Rechtsfragen zum neuen Prostitutionsschutzgesetz

Sexuelle Selbstbestimmung und Ausbeutung

Beitragvon howardchance » So 11. Sep 2016, 10:26

Generell und zugegebenermaßen stark vereinfacht, versucht der Gesetzgeber mit diesem Absatz (2) zu § 14 des neuen Prostitutionsschutzgesetzes eine klare Grenze zu schaffen, zwischen dem was erlaubt und dem was verboten ist. Die Einordnung in „schwarz“ und „weiß“ = „verboten“ und „erlaubt“ erfolgt nicht vollständig wertneutral, sondern „orientiert sich an den Vorgaben des Grundgesetzes im Blick auf die Wahrung der Freiheitsrechte und des Rechts auf persönliche und körperliche Integrität."

Mögliche Einschränkungen bei der persönlichen Wahrnehmung des Rechts auf sexuelle Selbstbestimmung, der Schutz vor Ausbeutung und die Menschenwürde stehen dabei an vornehmster Stelle. – Selbst wenn Prostituierte bewusst in Geschäftsmodelle einwilligen, die ihre verbürgten Rechte gefährden, duldet der Gesetzgeber dies nicht oder eben nur bis zu einem gewissen Punkt. – Dies lässt sich hier am Beispiel eines „Gangbangs“, der demnächst in der gewerblichen Form untersagt sein wird, passend aufzeigen: beim „Gangbang“ hat die „Gang“ (also eine Gruppe von Männern) Sex mit einer oder mehreren Frauen.Die beteiligten Frauen haben im Ablauf des Geschehens nicht mehr zu jeder Zeit die Möglichkeit ihren jeweiligen Sexualpartner auszuwählen und sind, selbst wenn sie sich zuvor zum „bangen“ bereit erklärt hatten, nicht mehr unmittelbar in der Lage, den Ablauf der Aktion zu steuern. Hier ist die sexuelle Selbstbestimmung nicht mehr oder nur noch sehr eingeschränkt möglich.

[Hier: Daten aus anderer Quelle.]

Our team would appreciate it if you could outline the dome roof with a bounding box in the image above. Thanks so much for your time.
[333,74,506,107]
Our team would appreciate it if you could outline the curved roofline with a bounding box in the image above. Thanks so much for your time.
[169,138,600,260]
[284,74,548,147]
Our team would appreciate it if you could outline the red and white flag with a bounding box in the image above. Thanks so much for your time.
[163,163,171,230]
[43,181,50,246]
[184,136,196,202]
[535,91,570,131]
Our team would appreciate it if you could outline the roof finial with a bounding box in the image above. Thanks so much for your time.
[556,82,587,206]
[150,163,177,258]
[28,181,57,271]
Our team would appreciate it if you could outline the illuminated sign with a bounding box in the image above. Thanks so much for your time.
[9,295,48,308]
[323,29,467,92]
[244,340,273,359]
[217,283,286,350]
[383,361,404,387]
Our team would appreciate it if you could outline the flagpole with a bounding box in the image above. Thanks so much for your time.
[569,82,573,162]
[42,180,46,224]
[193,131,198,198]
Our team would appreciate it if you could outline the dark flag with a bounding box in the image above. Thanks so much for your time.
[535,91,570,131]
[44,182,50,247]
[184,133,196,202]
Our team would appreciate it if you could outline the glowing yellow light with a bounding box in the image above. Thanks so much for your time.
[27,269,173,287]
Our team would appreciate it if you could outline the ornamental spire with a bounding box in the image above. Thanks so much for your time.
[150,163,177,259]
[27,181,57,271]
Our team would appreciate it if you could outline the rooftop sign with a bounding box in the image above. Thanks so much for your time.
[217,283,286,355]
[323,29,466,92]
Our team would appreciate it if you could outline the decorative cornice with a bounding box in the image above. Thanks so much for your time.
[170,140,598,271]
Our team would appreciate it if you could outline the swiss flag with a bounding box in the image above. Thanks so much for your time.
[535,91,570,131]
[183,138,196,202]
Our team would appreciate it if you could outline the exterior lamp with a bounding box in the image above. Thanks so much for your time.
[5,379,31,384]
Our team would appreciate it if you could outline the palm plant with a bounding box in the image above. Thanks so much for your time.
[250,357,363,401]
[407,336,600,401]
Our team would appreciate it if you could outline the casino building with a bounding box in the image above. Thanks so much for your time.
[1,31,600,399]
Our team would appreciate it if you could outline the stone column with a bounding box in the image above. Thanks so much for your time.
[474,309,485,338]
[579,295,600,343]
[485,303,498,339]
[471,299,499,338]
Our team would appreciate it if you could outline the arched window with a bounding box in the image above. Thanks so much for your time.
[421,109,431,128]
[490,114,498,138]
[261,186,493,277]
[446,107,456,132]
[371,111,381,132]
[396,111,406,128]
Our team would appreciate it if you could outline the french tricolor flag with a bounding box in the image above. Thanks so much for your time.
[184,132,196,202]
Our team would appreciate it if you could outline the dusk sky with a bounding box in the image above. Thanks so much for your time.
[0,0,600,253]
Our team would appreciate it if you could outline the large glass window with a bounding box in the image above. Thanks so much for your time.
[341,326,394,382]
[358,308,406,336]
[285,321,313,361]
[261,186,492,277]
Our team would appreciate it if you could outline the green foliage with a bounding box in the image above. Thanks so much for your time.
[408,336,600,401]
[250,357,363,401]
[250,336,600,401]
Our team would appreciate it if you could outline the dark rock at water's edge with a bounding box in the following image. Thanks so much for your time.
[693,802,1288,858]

Wenn eine private Person zu Hause im stillen Kämmerlein die Selbstbestimmung aufgibt, weil sie aus Neigung den „Gangbang“ auslebt, wird dies nicht gesetzlich beanstandet. Handelt es sich um eine Prostituierte, greift der Gesetzgeber „regulatorisch“ durch, um die Prostituierte notfalls auch vor sich selbst zu schützen.

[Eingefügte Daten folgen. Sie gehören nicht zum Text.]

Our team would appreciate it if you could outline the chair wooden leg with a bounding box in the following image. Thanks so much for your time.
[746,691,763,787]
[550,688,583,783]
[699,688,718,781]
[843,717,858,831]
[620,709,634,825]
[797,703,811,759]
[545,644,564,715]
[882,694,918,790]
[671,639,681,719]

Ähnliches gilt auch für die bald untersagten „Flat-Rate-Angebote“, bei denen ein Freier bislang für einen Pauschalbetrag mit allen anwesenden Prostituierten Sex haben kann. Jede Frau ist frei verfügbar! Neben den unanständig niedrigen Tarifen, die die Mädels für die „Nummer“ kriegen, was man durchaus als Verletzung der Menschenwürde betrachten darf, kann die Dienstleisterin bei diesem ausgeuferten „all-you-can-fuck“ ihre Sexualpartner ebenfalls nicht auswählen, was ihre Rechte objektiv wieder einschränkt.

Ihre pauschale Einwilligung gegenüber dem Betreiber, ist ihr zwar nicht verboten, aber der Gesetzgeber verbietet es dem Betreiber, Prostituierte in eine solche Position zu bringen, indem er eben derartige „Veranstaltungsformen“ grundsätzlich verbietet! In diesem Zusammenhang gibt es auch noch den Begriff der „Rückholbarkeit der Bereitschaft zur sexuellen Handlung“. Dieser besagt, dass eine Prostituierte zu jeder Zeit vom geschlossenen Dienstleistungsvertrag mit einem Kunden zurücktreten können muss. Wenn sie in eine Leistung zuvor eingewilligt hat und es sich dann plötzlich anders überlegt, hat der Kunde keinen Anspruch auf den „Vollzug“ der Leistung. Diese Rückholbarkeit ist aber bei den beiden hier beschriebenen „Dienstleistungs-Formen“ sicher nicht gegeben und auch wenn sie theoretisch gegeben wäre, würde sie nach der allgemeinen Lebenserfahrung real kaum stattfinden.